If we start from the struggle between the military authorities and the peaceful opposition in Cuba, the first, supported by the Spanish government and the second with the Catholic Church as occasional intermediary, the recent release of five political prisoners and the transfer of six to their home provinces is a first step in the tunnel test, i.e. the search for light on the issue of human rights.

To this type of first-time Goal, we add the announced released o the remaining 47 prisoners of those from the Black Spring of 2003, which approximates a win for the goal of rationality, but is not a definite penalty because it lacks some corner kicks and a lot of pressure on the government to release all the prisoners of conscience and to modify the laws that penalize the opposition and justify the existence of the cards — white, red and yellow — against the thousands of people who try to survive on the margins of the State.

More than 140 political prisoners remain behind bars, not counting those sentenced for defending civil rights but charged with alleged common crimes, such as social dangerousness, assault, or receiving stolen property.

We are looking at a positive gesture from the government, influenced by hunger strikes, the marches of the Ladies in White, denunciations of the human rights violations, the internal economic crisis and the international disrepute of the regime, which seeks legitimacy to get external credits and to get the European Parliament to lift the so-called Common Position, which would improve its image and allow it to concentrate on the country’s basic problems, immersed in collective misery and generalized repression as it is.

But there is a history of prisoner released that eased the humanitarian crisis, without affecting the structure of domination established in the name of a Revolution that hit bottom with the Sovietization of Cuba, in the mid-seventies. From 1977-1979, the prison bars opened to more than 3,660 political prisoners. In 1998 101 prisoners of conscience were freed after Pope John Paul II’s visit to the island.

Such antecedents generate skepticism among groups of exiles and leaders of the opposition, who perceive the prisoner releases as a new media landscape with political purposes and faces far from the real actors: the peaceful opposition facing the military government.

It’s certain that neither the Havana Archbishop — Jaime Ortega Alaminos — nor the Spanish Foreign Minister — Miguel A. Moratinos — suffer the effects of the problem, but their intervention constitutes one point of the island’s political triangle, where the powers-that-be represent the point that exclusively moves the pieces, when they sing songs of protection and their adversary is approaching the goal.

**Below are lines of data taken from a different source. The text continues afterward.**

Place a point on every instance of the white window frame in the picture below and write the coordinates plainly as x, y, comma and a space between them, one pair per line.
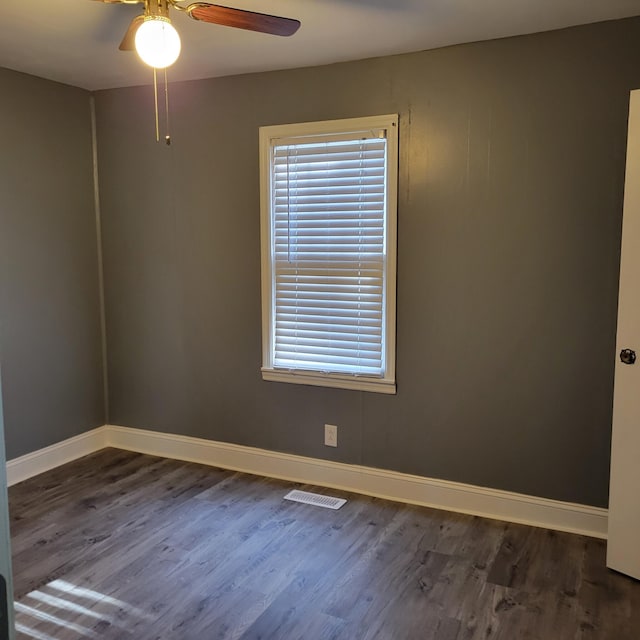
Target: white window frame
268, 137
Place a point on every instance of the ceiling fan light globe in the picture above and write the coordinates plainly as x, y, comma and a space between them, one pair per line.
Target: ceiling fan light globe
157, 42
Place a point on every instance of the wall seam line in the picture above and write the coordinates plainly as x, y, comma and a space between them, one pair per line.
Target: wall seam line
98, 221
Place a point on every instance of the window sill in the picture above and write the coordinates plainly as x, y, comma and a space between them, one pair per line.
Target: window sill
337, 381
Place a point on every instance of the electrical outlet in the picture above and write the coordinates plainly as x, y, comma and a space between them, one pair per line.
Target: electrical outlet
331, 435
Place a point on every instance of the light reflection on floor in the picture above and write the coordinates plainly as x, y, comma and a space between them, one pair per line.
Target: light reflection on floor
76, 612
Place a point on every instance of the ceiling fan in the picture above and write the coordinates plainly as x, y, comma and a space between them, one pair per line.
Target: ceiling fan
157, 42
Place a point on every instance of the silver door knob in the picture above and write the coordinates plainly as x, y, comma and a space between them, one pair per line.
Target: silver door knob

The release of the prisoners of conscience shows the weakness of the Castro regime. Perhaps the beginning of the end, but it is hasty to think that it represents an essential change in the transition to democracy. There are no social changes without internal movements and international pressure. How do we access the highway of freedom without throwing off the blinders of fear and the masks of the group anchored in power? The path of light passes through the test tunnel.